How a small tattoo may be helping people in Haiti walk again

Sara Wasouf / March 5, 2020

Medical Technician Clayton Bundschuh started a fundraiser in an effort to raise money for medical aid in Haiti. But this time, it’s not a typical fundraiser — it’s done through tattoos.

Tattoo artist Andrew Midtskau offered his shop for the day to tattoo people in exchange for $80 per tattoo. People all over the Lower Mainland gathered at Tabua Tattoo Company in Burnaby to contribute to the cause.

“If it means that I give up one day and somebody gets a cool tattoo out of it… and I love tattooing so yeah, it works out good.”

The money raised would go to a man named Wilfrid Macena who is a prosthetic technician in Haiti. Macena lost his leg in the 2010 earthquake in Haiti and soon after, started making prosthetics. 10 years after the earthquake, he says people are still affected.

“We still have people from the earthquake who need prosthetics because when you see someone with a prosthetic, especially for the children, every 6 months we need to adjust their leg so they’re growing out, their feet are getting bigger.”

Macena now believes it is his mission to help people walk.

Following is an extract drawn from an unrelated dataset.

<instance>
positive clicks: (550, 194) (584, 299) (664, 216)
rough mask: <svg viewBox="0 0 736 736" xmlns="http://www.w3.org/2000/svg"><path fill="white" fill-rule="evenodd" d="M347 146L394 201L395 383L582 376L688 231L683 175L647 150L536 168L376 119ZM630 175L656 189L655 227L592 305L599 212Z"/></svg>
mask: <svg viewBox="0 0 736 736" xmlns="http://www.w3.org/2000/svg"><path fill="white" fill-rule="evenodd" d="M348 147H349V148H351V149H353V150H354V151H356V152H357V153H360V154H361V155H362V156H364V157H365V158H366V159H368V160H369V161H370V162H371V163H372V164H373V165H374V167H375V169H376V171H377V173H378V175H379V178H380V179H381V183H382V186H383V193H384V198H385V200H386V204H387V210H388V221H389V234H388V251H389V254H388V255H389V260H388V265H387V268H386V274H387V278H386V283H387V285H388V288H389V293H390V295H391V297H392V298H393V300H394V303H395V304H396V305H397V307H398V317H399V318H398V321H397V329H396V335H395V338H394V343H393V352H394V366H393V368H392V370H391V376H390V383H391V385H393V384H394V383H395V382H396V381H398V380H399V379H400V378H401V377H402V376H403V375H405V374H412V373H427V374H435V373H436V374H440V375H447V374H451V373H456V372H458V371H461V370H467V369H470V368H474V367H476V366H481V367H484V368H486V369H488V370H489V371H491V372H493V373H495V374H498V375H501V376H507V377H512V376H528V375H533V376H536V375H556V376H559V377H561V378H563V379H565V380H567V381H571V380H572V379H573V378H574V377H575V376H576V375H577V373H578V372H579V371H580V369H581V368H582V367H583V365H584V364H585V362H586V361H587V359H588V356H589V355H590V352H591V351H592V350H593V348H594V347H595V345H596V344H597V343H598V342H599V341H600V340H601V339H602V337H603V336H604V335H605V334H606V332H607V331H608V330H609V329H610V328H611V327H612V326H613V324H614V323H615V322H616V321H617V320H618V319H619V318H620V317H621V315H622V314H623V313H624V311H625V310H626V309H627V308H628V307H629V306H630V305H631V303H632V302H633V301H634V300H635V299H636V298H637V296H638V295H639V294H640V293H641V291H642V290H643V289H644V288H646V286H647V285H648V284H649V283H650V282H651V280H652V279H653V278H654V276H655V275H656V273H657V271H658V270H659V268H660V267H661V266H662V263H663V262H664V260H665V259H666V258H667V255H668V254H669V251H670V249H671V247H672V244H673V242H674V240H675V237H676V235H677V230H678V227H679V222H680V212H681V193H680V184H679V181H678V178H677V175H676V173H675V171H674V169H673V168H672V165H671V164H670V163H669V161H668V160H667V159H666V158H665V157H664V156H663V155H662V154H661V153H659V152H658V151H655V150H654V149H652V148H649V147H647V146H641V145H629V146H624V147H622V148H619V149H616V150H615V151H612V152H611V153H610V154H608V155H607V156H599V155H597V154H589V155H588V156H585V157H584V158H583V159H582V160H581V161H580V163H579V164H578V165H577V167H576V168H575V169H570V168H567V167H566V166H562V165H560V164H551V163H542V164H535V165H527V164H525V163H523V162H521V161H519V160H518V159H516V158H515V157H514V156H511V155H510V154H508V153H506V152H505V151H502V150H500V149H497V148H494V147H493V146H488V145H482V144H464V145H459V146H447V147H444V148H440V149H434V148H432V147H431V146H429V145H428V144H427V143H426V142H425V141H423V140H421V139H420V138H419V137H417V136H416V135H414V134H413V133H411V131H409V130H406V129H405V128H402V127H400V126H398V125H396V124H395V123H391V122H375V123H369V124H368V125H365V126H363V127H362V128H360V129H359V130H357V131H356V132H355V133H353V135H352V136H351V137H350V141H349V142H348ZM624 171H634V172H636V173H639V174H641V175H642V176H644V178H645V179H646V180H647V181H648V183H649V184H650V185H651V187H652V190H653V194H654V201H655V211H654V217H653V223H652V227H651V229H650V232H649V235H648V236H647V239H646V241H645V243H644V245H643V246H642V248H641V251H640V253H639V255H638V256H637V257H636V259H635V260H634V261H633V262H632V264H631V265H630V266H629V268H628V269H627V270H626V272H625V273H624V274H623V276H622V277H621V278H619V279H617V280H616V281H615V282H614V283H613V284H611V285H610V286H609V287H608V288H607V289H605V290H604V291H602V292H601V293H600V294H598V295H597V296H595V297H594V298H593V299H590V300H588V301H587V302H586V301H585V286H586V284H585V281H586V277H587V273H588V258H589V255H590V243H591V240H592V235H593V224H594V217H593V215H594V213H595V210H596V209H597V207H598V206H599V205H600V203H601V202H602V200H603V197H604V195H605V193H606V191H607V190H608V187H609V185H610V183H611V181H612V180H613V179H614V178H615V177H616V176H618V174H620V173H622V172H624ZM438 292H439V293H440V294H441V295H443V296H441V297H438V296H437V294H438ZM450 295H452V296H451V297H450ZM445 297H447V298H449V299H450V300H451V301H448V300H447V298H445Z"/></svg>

“I figure out it’s a calling from god, helping other people because if I learn how to make a leg and I saw children walking in cruches, that amake me feel bad because I can do everything I drive biciycle and motorcycle and anything I can do with walk with my foot for very long distances.”

Bundschuh and Macena met in 2012 when Bundschuh was volunteering in a hospital in Haiti. Now the two are working with a charity called Hope to Walk that focuses on making prosthetics out of cheap materials. A prosthetic leg would usually cost $10,000 – $20,000, whereas the organization is making it for $100.

Now Clayton and Andrew are making walking possible again for the people of Haiti.

“Everybody gets to walk away with a piece of art on their body that represents hope and helping these people.”

WIlfrid Macena (left) and Clayton Bundschuh (right) working together in Haiti.